Ce que craignait depuis des années Peter Jenny, un retraité de 78 ans, a fini par arriver. Une pelleteuse et un camion ont détruit l'œuvre de sa vie: des constructions qu'il a bricolées lui-même avec soin, sur son terrain situé au-dessus de Sarnen, dans le canton d'Obwald.
Des murs brise-vent de plusieurs mètres de haut, constitués de pieux en bois, ont été démolis. La petite piscine, alimentée par l'eau qui s'écoule du versant d'une colline, a disparu. Les grands arbres qui entouraient autrefois la maison ont été abattus. Le petit chemin menant à sa ferme, et construit à la main avec des pierres naturelles, n'est plus que de l'histoire ancienne.
Tout a été creusé et est en train d'être déblayé. Il ne reste plus qu'une petite cabane en bois et des vignes. Mais tout ce qui a été bâti de façon artisanale doit disparaître, à l'exception de l'ancienne ferme.
Décision juridique contraignante
Après plus de 45 ans de travail et 20 ans de conflit, Peter Jenny a le cœur brisé. Il doit désormais regarder le triste spectacle de pelleteuses et camions détruire les annexes de sa maison. «J'ai l'impression de perdre la raison», assure ce conseiller en assurances à la retraite. «Parfois, j'aimerais ne plus vivre pour ne pas avoir à regarder ça.»
Peter Jenny vient de déposer un nouveau recours auprès du tribunal administratif d'Obwald, avec l'espoir de suspendre la destruction de ses constructions. Pendant ce temps, la pelleteuse continue de creuser inlassablement.
Un collaborateur de la commune de Sarnen, qui souhaite garder l'anonymat, souligne dans un entretien avec Blick que l'intervention n'est pas encore terminée. «Ce n'est pas fini. Il faut que le terrain retrouve son état d'origine», indique le fonctionnaire. Car derrière cette destruction, une décision juridiquement contraignante a été prise. «Nous avons un jugement du Tribunal fédéral, la plus haute instance de Suisse», souligne le collaborateur communal. Le dossier est donc juridiquement clos. La commune tient aussi à dissiper un malentendu: le bâtiment concerné n'est pas la résidence principale de Peter Jenny, mais seulement une résidence secondaire.
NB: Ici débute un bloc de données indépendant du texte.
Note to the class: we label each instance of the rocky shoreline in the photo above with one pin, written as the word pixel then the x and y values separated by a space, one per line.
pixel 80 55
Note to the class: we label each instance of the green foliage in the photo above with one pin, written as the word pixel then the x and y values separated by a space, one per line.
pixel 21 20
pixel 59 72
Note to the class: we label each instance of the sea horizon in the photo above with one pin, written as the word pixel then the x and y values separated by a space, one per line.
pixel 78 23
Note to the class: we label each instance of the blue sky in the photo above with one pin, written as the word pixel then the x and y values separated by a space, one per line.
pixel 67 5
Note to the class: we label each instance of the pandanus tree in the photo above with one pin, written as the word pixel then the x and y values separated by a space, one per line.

Il avait obtenu des promesses orales
Mais Peter Jenny est convaincu d'être dans son bon droit. Il n'arrive pas à accepter cette décision. Dans son appartement de Rothenburg (LU), il nous montre des dossiers, des plans et des notes, soigneusement classés et accompagnés de notes manuscrites.
«L'ancien président de la commune est venu voir mon terrain et m'a autorisé oralement en 2005 à poursuivre les travaux», assure-t-il. Nombre de ses constructions ont été réalisées sur la base de ces promesses orales. Le retraité ne peut toutefois pas fournir de preuve écrite attestant qu’une autorisation avait été délivrée pour la construction du drainage. «La commune n'est jamais venue sur mon terrain», déplore Peter Jenny. «Je n'ai jamais obtenu le droit d'être entendu.»
Interrogée, la commune nuance: «Bien sûr qu'il a été entendu. Nous étions en contact avec son avocat. Ce que Peter Jenny veut dire, c'est qu'il n'a jamais participé personnellement à un entretien.» La commune confirme que les frais de démantèlement – environ 300'000 francs selon Jenny – seront à la charge du retraité.
Une discussion avec Albert Rösti
Mais Peter Jenny ne compte pas abandonner aussi vite. Dimanche dernier, il a voulu se faire entendre au plus haut niveau politique. Il s'est rendu à Uetendorf (BE), où il a pu s'entretenir spontanément avec le conseiller fédéral Albert Rösti. Celui-ci l'aurait écouté, mais l'a renvoyé pour la suite vers son assistant. La responsable de la communication d'Albert Rösti confirme à Blick que la rencontre a bel et bien eu lieu.
L'homme continue de se battre avec pugnacité. Mais la déconstruction sur son terrain sera bientôt achevée. «On détruit ici une précieuse biodiversité et on perd un bien culturel», estime-t-il. Il est également ruiné financièrement par cette procédure. «Je suis personnellement visé», estime-t-il. Aux 300'000 francs que Jenny doit payer s'ajoute la dévaluation de la maison. Au total, la perte s'élève à plusieurs millions. «Je crois que je préférerais partir là-haut, dire au revoir d’ici», confie-t-il doucement au téléphone.